Corruption is not just about legality and morality. It is also, on some fundamental level, about the fragility of power itself. The very term derives from the Latin corruptio, meaning to “break up” or “deteriorate.” Though viewed by its participants as a cynical means to concentrate or solidify their power, corruption, by its very name, in fact signals the breaking up or deterioration of the foundations of power. This deterioration is what the cloak of secrecy surrounding corruption is all about. To be successful, corruption must be kept secret or out of view not because of what it reveals of either individual moral character or the trespassing of law (although these are also important secondary considerations), but also, and more fundamentally, because of what it reveals of the structural vulnerability and arrogance of a form of governance that is based on the quick accumulation of individual wealth, the devaluation of all forms of collective action and property, and the exclusion of the nonprivileged. If the Vladivideos revealed the rottenness of corruption in all its pettiness and deceit, then that rot should be read as an indictment of a form of government in which democratic procedure and popular participation have been sacrificed to the goal of individual wealth.
ABOUT THE AUTHOR
Deborah Poole is associate professor of anthropology at the Graduate Faculty, New School for Social Research, where she is also chair of the Anthropology Department and Janey Program in Latin American Studies. Her publications include Vision, Race and Modernity: A Visual Economy of the Andean Image World (Princeton University Press, 1997) and Unruly Order: Violence, Power, and Cultural Identity in the Andean Highlands of Peru (Westview Press, 1994).
1. Interestingly, many of the MRTA’s most devastating defeats came when important leaders or militants were arrested following the discovery of photographs they had taken of themselves. In this sense, the MRTA’s sense of publicity can be productively contrasted with Shining Path’s incredible investment in invisibility.

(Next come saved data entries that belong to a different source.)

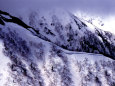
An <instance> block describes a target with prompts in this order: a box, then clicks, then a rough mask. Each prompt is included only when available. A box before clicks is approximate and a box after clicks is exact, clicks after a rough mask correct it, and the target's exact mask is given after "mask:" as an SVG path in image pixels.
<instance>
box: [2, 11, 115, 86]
mask: <svg viewBox="0 0 115 86" xmlns="http://www.w3.org/2000/svg"><path fill="white" fill-rule="evenodd" d="M15 16H16V17H14V16H12V15H10V14H9V13H7V12H3V11H0V39H1V42H0V46H1V47H0V53H1V55H0V58H1V60H0V61H1V65H0V68H1V70H0V75H1V76H0V84H1V86H115V61H114V59H115V36H114V35H113V34H112V33H110V32H106V31H102V30H101V29H99V28H97V27H95V26H93V25H91V24H89V23H88V22H85V21H82V20H80V19H79V18H78V17H76V16H74V15H73V14H71V13H69V12H65V11H63V10H61V11H60V10H56V11H48V12H41V11H30V12H27V13H23V12H21V13H19V14H18V15H15Z"/></svg>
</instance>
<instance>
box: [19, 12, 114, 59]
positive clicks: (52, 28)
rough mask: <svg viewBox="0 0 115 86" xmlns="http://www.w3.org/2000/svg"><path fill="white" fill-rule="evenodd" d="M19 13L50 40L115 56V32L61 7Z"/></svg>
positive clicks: (92, 50) (75, 46) (65, 48)
mask: <svg viewBox="0 0 115 86" xmlns="http://www.w3.org/2000/svg"><path fill="white" fill-rule="evenodd" d="M18 17H19V18H20V19H21V20H23V21H24V22H25V23H26V24H27V25H29V26H31V27H33V28H35V30H36V31H39V33H41V34H42V35H43V36H45V37H46V38H47V40H49V41H50V42H52V43H55V44H56V45H58V46H60V47H62V48H64V49H67V50H71V51H80V52H88V53H100V54H103V55H105V56H108V57H110V58H112V59H115V53H114V52H115V36H114V35H113V34H112V33H110V32H107V31H102V30H100V29H99V28H97V27H96V26H93V25H92V24H90V23H88V22H85V21H82V20H80V19H79V18H78V17H76V16H74V15H73V14H71V13H69V12H65V11H63V10H61V11H60V10H56V11H50V12H49V11H48V12H40V11H30V12H29V11H27V14H25V15H24V16H23V15H22V14H20V15H18Z"/></svg>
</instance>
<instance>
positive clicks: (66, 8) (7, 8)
mask: <svg viewBox="0 0 115 86" xmlns="http://www.w3.org/2000/svg"><path fill="white" fill-rule="evenodd" d="M53 7H60V8H64V9H67V10H69V11H71V12H73V13H74V14H75V13H76V12H77V11H81V12H84V13H86V14H87V15H89V16H90V15H94V16H95V15H96V16H100V17H102V18H104V19H103V20H104V21H106V23H107V24H108V22H107V21H109V23H110V22H112V25H111V26H112V28H114V27H115V25H114V23H115V21H114V19H115V0H0V9H1V10H4V11H8V12H14V13H15V12H18V10H21V9H24V8H31V9H36V8H39V9H43V10H49V9H51V8H53ZM107 26H110V24H108V25H107ZM114 31H115V30H114Z"/></svg>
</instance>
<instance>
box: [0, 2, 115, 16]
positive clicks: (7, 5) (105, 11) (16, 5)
mask: <svg viewBox="0 0 115 86" xmlns="http://www.w3.org/2000/svg"><path fill="white" fill-rule="evenodd" d="M53 7H60V8H65V9H68V10H70V11H77V10H81V11H87V12H89V13H96V14H104V15H110V14H115V0H0V9H1V10H7V11H14V12H15V11H17V10H19V9H24V8H33V9H35V8H40V9H44V10H48V9H51V8H53Z"/></svg>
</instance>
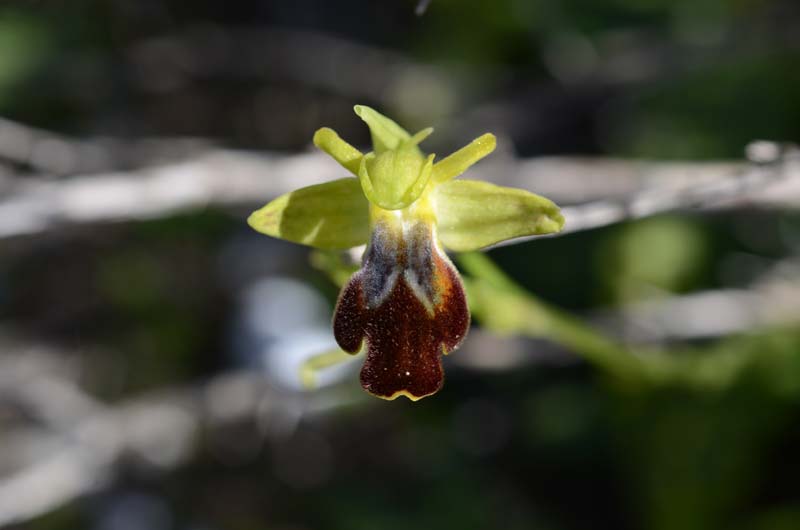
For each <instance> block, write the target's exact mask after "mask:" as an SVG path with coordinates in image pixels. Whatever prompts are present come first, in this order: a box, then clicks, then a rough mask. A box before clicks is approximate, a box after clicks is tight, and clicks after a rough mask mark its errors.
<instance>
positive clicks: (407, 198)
mask: <svg viewBox="0 0 800 530" xmlns="http://www.w3.org/2000/svg"><path fill="white" fill-rule="evenodd" d="M411 147H412V144H405V145H404V146H403V147H401V148H400V149H398V150H392V151H385V152H383V153H381V154H379V155H376V154H375V153H368V154H367V155H365V156H364V158H362V159H361V166H360V167H359V169H358V178H359V180H360V181H361V187H362V189H363V190H364V195H366V196H367V199H369V201H370V202H371V203H373V204H375V205H376V206H379V207H381V208H383V209H384V210H399V209H401V208H405V207H407V206H409V205H410V204H412V203H413V202H414V201H416V200H417V199H419V197H420V196H421V195H422V193H423V192H424V191H425V188H426V187H427V186H428V182H430V179H431V173H432V169H433V158H434V155H428V157H427V158H422V156H421V155H419V154H418V152H417V151H416V149H413V150H412V149H411Z"/></svg>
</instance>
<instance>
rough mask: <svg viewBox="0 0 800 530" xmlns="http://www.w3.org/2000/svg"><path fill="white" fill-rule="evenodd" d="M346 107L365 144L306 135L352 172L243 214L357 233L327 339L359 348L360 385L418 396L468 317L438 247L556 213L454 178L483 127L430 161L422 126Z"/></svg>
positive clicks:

This mantle of invisibility was broken with the discovery in 1991 of video tapes of the group’s central committee and of festivities in which Guzman and other leaders had been filmed by the party itself.
2. Today Shining Path has been reduced to two columns, under different and probably competing leaderships, that operate in the coca-producing areas of the Huallaga Valley and the Apurimac-Ene region of Ayacucho. These post-Guzman groups survive on payments from the coca trade. In the Ayacucho area, they have also attempted to disassociate themselves from the earlier brutalities of the 1980s war, with propaganda and speeches that claim the party has learned from its past abuses and will no longer punish peasants. It is unclear if this propaganda has had any success.